Category Archives: Core Problems
Hamiltonian Path
Before I start doing my own problems where G&J don’t give proofs, here’s a really simple extension of Hamiltonian Circuit that will be useful.
The problem: Hamiltonian Path
The description: Given a graph G=(V,E), where |V| = N. Can I create an ordering <v1, v2…vn>of the vertices where an edge exists between each (vi, vi+1) in the sequence?
(This is the Hamiltonian Circuit problem without the restriction that I return to the start)
EDIT 4/24/15. My original reduction doesn’t work. I’ve left it below. Thanks to Fernando Berzal for pointing it out to me. I’ve added his answer, which looks correct.
In all honesty, the best part about being wrong is that it means people actually read these things!
The new Reduction: From HC. Given a graph G =(V,E), an instance of HC, pick any vertex v.
We’re going to build a graph G’ =(V’, E’)
V’ = All of the vertices in V, plus a new vertex v’ (which is a “copy” of v)
E’ = All of the edges in E, plus an edge (v’, w) if there was an edge (v,w) in E.
So, G’ is G, with one vertex (v) “duplicated” as v’. v’ has edges to all of the places v has.
We want to see if there’s an HP from v to v’.
If G’ has an HP from v to v’, then the last edge in the path goes from some vertex u to v’. If we replace that edge with the edge (u,v) we get a HC in G.
If G has an HC, then we can follow that cycle starting from v. Instead of the last edge coming back to v, follow it to v’. This will give us a HP in G’

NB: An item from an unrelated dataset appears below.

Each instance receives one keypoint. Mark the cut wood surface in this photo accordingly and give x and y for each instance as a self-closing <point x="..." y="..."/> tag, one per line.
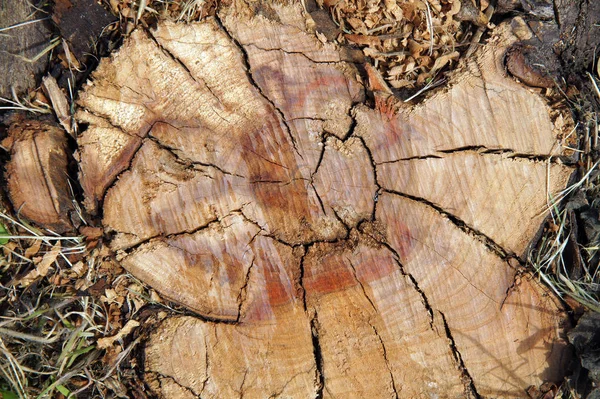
<point x="329" y="248"/>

My reduction that doesn’t work: From HC. Given a graph GHC, an instance of HC, we build GHP to be the exact same graph with 2 vertices added- vstart and vend. We add two edges, one from vstart to some vertex in GHC, and one from vend to the same vertex in GHC. The idea is that a Hamiltonian path in this graph would start at vstart, travel through the HC in the given graph (if it exists), and end at vend.
This doesn’t work because if the two new vertices both connect to the same vertex then we hit it twice in our HP, which breaks the rules.
Difficulty: 2. This is a good “simple reduction” for students to work on. I don’t use it because it’s just a variant on the same problem, and I like to drive home how reductions tie very different-looking problems together. But I do like how it’s simple, but does make you make some changes to the original problem.
(I think that I’m going to upgrade this difficulty to 4 now, since I can see a lot of students making the same mistake I did)
Partition
First, an administrative note. I wanted to call this site “Annotated NP-Complete Problems”, because the idea is that I’m going through the Garey&Johnson book and adding notes to each problem talking about how to do the reduction and how applicable it is for student assignments. But that name is sort of taken already, and I don’t want to step on any toes or cause any confusion. So I figured that I’d change the title now, before anyone finds out about the site.
And as I’ve been writing, these notes feel more like “discussions” than “short annotations” anyway, so I think this is a better title.
This is the last of the “core six” problems in the G&J book, as defined in Chapter 3. There are several other problems presented in that chapter, with proofs, but since the point of this exercise is to get to the problems without proofs, I’m going to skip over them, and come back to them only if I need to (because they’re the basis for a future reduction, for example).
The problem: Partition (PART)
The definition: Given a set of integers A, can I fid a subset A’⊆A such that the sum of all of the elements in A’ is exactly half the sum of all of the elements in A?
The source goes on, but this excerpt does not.